The most prevalent threats to IM include:
- Worms and Trojan horses: Similar to threats sent by email, worms and Trojan horses via IM can compromise the integrity of your IT systems. Too many IT departments focus on solely on email threats because they are not aware of the number of people using IM in their businesses. This is because individual users can load IM programs directly onto local computers, and IM traffic is often undetectable at the network level. According to the IMlogic Threat Center, “90 % of IM-related security attacks [in 2005] included worm propagation; 9% delivered viruses; 1% of reported incidents exploited known client vulnerabilities or exploits.” Via an IM program, it is possible for a Trojan horse to configure the client to give access to all files on a computer via peer-to-peer file sharing. Ultimately this opens up the entire computer system to attackers.
- Password stealing and impersonation: Hackers can use Trojan horses to gain access to an IM password if it is stored on the computer. Using this method, hackers can have access to the user’s screen name and the user’s entire list of IM contacts. Impersonation is not only harmful to the victim whose password has been stolen, but to anyone who interacts with the hacker and divulges personal information, or executes any files sent by the hacker under the guise of the user.
- Theft of log files: Similar to other forms of information theft, IM log files, which may be stored on a user’s computer, are vulnerable to hackers. In many cases, these files may contain sensitive or private data from a past IM conversation the user has long since forgotten about. This information is readily available via IM logs, however, and can be devastating to businesses if exposed, causing tainted reputations, legal problems, and in some cases, loss of the business.
- Denial-of-service (DoS) attacks: A denial-of-service attack via IM happens when a hacker sends a flood of messages for the purpose of overloading the resources of a computer or network. By the time the victim tries to add the hacker’s screen name to the list of parties that the IM program should ignore, the computer may freeze or crash. Though DoS attacks tend to be more of a hassle and less of a threat than other types of hacks, they can be harmful when hackers combine DoS attacks with other security breaches such as shutting out users from their accounts to hijack systems.
- Privacy intrusion: Outside parties can capture information to use in malicious ways, and employees may not be aware of the ramifications of their IM conversations. Your business could be legally or financially at risk if your employees send confidential information that is subsequently gathered by outside parties. Many IM programs do not offer encryption, making it easy for a third-party to eavesdrop on IM conversations using different types of programs such as packet sniffers. You can deal with this risk by enforcing an IM policy that restricts the type of information that can be exchanged via IM and setting up a system to encrypt IM conversations.
- SPIM: Similar to spam, spim is unsolicited messages sent via IM. Spim can be used to lure unsuspecting users to websites designed to collect private information. Web bots deployed by advertisers and spammers often collect screen names from public directories where individuals can list their IM screen names.

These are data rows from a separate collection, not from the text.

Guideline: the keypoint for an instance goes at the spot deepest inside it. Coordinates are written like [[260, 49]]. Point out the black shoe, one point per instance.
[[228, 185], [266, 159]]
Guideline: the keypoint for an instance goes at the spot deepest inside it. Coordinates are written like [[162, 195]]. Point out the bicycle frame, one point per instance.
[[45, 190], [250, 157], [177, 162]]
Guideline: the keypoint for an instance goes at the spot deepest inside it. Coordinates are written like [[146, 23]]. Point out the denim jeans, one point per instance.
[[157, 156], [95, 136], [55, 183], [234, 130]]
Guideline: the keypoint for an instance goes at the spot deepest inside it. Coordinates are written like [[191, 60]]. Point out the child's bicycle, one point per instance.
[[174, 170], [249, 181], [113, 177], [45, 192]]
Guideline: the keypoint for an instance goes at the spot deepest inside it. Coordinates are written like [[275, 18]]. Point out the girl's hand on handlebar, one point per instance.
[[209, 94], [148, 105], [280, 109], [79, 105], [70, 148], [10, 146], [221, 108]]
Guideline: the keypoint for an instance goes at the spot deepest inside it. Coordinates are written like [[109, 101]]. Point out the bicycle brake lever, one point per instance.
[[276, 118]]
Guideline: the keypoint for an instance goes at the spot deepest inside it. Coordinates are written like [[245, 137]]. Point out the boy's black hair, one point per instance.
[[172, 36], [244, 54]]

To reduce spim, advise employees against listing screen names on any public directories or websites, and also to configure their IM clients to accept messages only from an approved list of contacts.
There are several steps you can take towards creating a more secure IM environment for your business. You can educate employees, enforce company policies on the proper uses of IM, encrypt IM conversations, and install desktop firewalls and antivirus on all machines. Though those steps provide a good first line of defense, it is not enough if your employees are using IM to send secure information or conduct business. Therefore, you should consider corporate IM servers that will allow employees to send messages behind the business firewall to safeguard information from outsiders. Additional best practices include updating IM patches, installing and using vulnerability management tools, and securing IM logs.
There are many advantages to using IM in a business setting. If you and your employees choose to use this communication tool, you need to understand the security threats to IM and how to protect your business. Following the recommendations in this article and the IM Security: How To article can help you understand what you to do to mitigate IM threats to your business.